Andrej Karpathy: The Myth of Magical AI Models—Just a Poor Imitation of Human Labels
Explore Andrej Karpathy's critique of AI models, RLHF limitations, and the future of reward mechanisms like Rule-Based Rewards (RBR) for LLMs.
Is It Time to Explore New Approaches?
How much “intelligence” is truly present in large language models’ (LLMs) responses to human conversations?

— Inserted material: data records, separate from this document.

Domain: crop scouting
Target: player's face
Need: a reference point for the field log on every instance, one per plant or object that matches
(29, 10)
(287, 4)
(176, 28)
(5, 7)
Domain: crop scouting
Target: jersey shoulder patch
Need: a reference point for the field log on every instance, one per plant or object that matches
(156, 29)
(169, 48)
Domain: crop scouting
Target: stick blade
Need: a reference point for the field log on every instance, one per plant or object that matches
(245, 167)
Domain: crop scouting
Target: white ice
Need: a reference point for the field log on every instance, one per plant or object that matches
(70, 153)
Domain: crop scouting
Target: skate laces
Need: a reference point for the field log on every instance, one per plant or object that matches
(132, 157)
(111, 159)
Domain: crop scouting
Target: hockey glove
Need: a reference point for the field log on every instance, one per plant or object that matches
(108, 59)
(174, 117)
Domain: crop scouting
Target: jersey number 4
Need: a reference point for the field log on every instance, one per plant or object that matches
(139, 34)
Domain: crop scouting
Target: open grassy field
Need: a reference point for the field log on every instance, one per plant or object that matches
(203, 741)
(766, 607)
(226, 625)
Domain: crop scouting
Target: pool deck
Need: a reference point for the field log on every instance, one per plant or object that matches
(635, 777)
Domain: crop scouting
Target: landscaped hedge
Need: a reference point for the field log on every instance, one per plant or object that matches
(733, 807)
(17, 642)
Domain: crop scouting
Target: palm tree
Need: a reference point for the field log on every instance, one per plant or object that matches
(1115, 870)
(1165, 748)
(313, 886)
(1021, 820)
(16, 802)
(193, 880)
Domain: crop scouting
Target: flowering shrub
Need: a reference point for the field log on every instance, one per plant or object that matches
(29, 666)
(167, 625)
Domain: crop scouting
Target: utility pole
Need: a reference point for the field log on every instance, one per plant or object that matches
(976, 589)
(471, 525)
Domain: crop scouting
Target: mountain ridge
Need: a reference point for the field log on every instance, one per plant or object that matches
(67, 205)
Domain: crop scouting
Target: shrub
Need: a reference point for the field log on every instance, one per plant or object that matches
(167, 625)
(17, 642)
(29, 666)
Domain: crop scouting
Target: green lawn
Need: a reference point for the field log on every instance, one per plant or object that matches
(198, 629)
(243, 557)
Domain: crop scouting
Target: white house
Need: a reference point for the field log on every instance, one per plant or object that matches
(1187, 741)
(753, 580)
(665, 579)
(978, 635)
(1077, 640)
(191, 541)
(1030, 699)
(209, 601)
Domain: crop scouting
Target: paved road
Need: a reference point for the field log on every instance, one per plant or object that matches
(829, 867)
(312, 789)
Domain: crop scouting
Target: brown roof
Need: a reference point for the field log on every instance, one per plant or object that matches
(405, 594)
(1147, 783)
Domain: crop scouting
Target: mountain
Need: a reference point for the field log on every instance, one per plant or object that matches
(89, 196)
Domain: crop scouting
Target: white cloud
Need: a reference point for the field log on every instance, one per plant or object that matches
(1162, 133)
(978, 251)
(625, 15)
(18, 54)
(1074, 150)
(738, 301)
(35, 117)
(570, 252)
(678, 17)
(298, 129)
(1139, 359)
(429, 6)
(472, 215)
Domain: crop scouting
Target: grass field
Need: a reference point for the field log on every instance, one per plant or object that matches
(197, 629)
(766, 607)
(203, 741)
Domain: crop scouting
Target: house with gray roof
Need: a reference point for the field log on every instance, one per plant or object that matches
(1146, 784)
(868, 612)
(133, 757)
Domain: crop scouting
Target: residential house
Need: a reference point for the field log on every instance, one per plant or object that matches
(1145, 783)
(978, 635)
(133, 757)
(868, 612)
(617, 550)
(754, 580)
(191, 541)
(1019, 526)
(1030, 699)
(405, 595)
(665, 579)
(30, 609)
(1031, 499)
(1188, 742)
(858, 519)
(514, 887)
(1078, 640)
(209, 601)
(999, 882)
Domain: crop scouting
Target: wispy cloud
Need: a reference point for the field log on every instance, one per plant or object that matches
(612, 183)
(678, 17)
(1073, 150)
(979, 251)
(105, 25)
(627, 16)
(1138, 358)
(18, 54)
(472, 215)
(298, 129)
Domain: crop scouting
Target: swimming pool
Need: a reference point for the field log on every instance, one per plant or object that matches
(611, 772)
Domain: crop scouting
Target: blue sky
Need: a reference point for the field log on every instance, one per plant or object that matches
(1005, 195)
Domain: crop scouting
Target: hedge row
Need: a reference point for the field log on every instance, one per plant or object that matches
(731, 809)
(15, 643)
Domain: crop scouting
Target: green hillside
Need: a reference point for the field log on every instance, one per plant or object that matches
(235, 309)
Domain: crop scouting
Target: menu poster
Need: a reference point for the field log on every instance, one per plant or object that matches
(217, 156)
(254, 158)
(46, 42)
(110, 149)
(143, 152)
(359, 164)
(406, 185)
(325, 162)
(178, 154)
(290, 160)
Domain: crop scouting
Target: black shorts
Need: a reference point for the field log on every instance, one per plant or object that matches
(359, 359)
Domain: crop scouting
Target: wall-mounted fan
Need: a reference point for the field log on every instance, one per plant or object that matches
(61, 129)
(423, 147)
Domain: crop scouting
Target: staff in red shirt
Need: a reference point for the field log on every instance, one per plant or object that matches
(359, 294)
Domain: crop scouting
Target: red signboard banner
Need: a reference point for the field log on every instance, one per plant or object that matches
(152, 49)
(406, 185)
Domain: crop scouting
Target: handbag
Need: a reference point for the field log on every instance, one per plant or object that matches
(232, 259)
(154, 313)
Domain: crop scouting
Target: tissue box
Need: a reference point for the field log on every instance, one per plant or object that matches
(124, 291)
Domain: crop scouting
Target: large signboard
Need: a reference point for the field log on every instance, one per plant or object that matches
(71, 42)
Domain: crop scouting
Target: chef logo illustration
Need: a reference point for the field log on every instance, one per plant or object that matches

This Friday, Andrej Karpathy, a renowned AI scholar, founding member of OpenAI, and former Senior Director of AI at Tesla sparked widespread discussion by stating, "People exaggerate the idea of 'asking something from artificial intelligence.'"
Karpathy explained that AI is essentially trained on labeled datasets to mimic human annotations. Therefore, instead of seeing conversations as “asking AI” in a mystical sense, one should view it more as “asking the average internet annotator.”
For instance, when you inquire about "the top 10 attractions in Amsterdam," some hired annotators may have encountered a similar question at some point. They likely spent 20 minutes researching on Google to compile a list of 10 attractions, which then became the “correct” answer the AI was trained to produce.
If the exact question isn’t included in the fine-tuned training set, neural networks rely on knowledge gleaned from pre-training (language modeling on internet documents) to make estimates.
When a commenter noted that "RLHF (Reinforcement Learning from Human Feedback) can create results beyond human capabilities," Karpathy responded: "RLHF is still RL based on human feedback, so I wouldn’t put it that way."